His father was an opera soloist in Moscow, and his mother was a dancer. He studied first in Moscow and from 1902 in St. Petersburg. In 1906, he entered the Maryinsky Theater school and studied with Michel Fokine. He graduated from the Imperial Ballet Academy in 1909. Following a short stint with the Marykinsky troupe, he joined Moscow's Bolshoi Theater School, remaining there until 1918. While with the Bolshoi, he studied ballet production with Alexander Gorsky.

Unhappy with the conservatism of Moscow's ballet scene, he soon sought alternative venues for his creative ideas. Working in Moscow's cabarets and with impresarios such as Vsevolod Meyerhold, he created dark and sultry scenarios highly sexual in character. In 1916, he founded his own studio called The Quest and soon found a devoted audience entranced by his provocative ideas. His experiments inspired George Balanchine to establish his own troupe in 1922, the Young Ballet.

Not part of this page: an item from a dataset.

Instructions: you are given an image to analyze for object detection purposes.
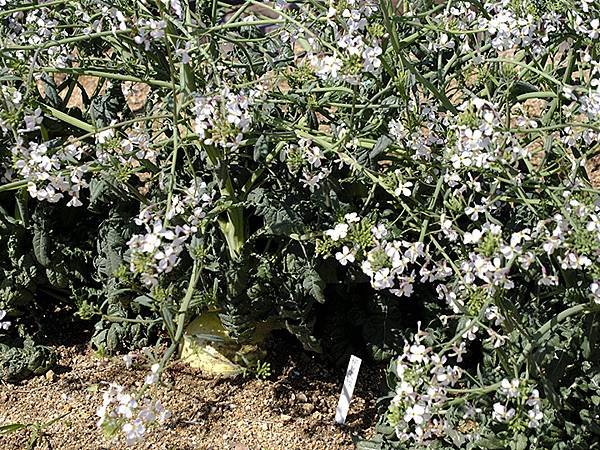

In 1922, he became the impresario of his own company, the Moscow Chamber Ballet, for which he devised some of his most popular dances, including Faun set to Claude Debussy's music and Salome, with music from Richard Strauss's opera. His most popular early work is Joseph the Handsome (1925), music by Sergei Vasilenko, written for the Bolshoi's Experimental Theater. Its content angered conservatives and it was quickly removed from the repertoire. Later works for the Bolshoi that also met with conservative objection include Lola (1925; music by Vasilenko) and The Whirlwind (1927).

In the late 1920s, the government became more focused on evaluating sexuality in art through the lens of socialist morality. With increased censorship of his ballets, from the 1930s he focused on works for the Moscow music hall. As many Russian artists had done in the period following the Russian Revolution, especially with Joseph Stalin's call for works revolutionary in form and socialist in content, Goleizovsky turned to the study of Russian folklore. He now choreographed works for agitprop theatre, folk dances, and sports festivals. During World War II he choreographed folk dances for the Song and Dance Ensemble of the Ministry of the Interior. He returned to the ballet stage in the 1960s with works inspired by his interests in folklore.